Getting out, physically and figuratively

I learned that courage was not the absence of fear, but the triumph over it. The brave man is not he who does not feel afraid, but he who conquers that fear.

Nelson Mandela

Last Sunday I got away from myself. Finally. I have been living in fear and letting it run my life. I’m twenty one years sober – and still human. How did I get away? By literally getting away from my house.

I currently live in a place that is about a two hour ride from where I used to live a few years ago. I had a two year interval where I was far away from this area, then moved to where I am now.

I have friends, old sponsees and old sponsors that still live there in this place that really is not that far away. I am a bit of a mess in my present home town. I moved here, blew out my back, went to Australia for a few months, got married, changed jobs, lost my job, and more. Lots of life stuff and in my humanity I have not gotten well connected with AA here. That list is just what it is. A list of excuses I could use to say why I have just been to busy to find a home group, work with others, and all that stuff I have been taught can be vital to my sobriety. The bottom line is I have not been doing what I need to do to keep my self as safe as possible.

With a bunch of fear building up (me, in my head, that is), I decided I finally needed to go see folks that I know and that know me. Of course it was fabulous. I am so grateful that these people are there and that they have remained sober. I took a lot of strength and joy from seeing these people. What they have become, what they have created around them and how they are dealing with the everyday problems of living, and living sober.

I do not have that kind of connection with people here. I can bitch and moan about it, or go to more meetings and talk to people. Shake hands, get and give numbers, go to coffee, call people, give people rides, and on and on.

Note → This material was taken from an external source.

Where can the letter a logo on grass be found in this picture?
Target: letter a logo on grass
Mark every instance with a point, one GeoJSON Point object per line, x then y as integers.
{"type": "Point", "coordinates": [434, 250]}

I was driving home from my visit to see my old friends and was listening to an inspirational talk. One of the ideas being talked about was something I had either never thought about in the way it was presented or just never needed to hear about before in the way it was discussed. Basically it was talking about how we are who we are in part because of our background or as the speaker said “our edges.” If I only see the dimension of me, separate from my background, then I am not seeing me. Because part of who I am is where I grew up, my actions and reactions to those who raised and were raised with me, my experiences, my culture, etc. Without having some sense of those things I am ill defined.

The thing that smashed down on me when I was thinking about this? When I am as cut off as I am from an AA network that is in my life – going to more than a meeting every week or two, talking and knowing more people in my immediate AA community, trying to hold my hand out and praying more for the opportunity to help and work with others – then I flatten myself out into a very dimensionless me. I lose sight of so much of my background and all the rest of the things that are a part of me. Kind of like I can’t see the forest for the trees.

An example is the easy adjustments that come from attending a meeting. Someone sobbing because they can’t stay sober. Someone talking about hell in having gone back out. Someone talking about an amazing insight they had when making an amends. Someone talking about being there for their spouse as their partner was dying of cancer. I need to hear and feel these things to keep me to wrapped up in myself. There is a bigger world out there and I am a part of it. Me and God, hanging out in a figurative closet, just don’t have as much of a clue about this when I sit at home to much. Brooding about my lack of income, my inability to contribute at the moment to the finances of my family and lots more. God’s power, grace, strength, compassion and lots more is presented with more clarity to me when I am not so wrapped up in myself. This in turn cranks up my faith, love, tolerance and joy of living.

So I know what I need to do more of. I have know for awhile. I just haven’t acted. As the self-help folks or motivational speakers might say, the time to act is now!

Hopefully I have sat in my own shit for long enough.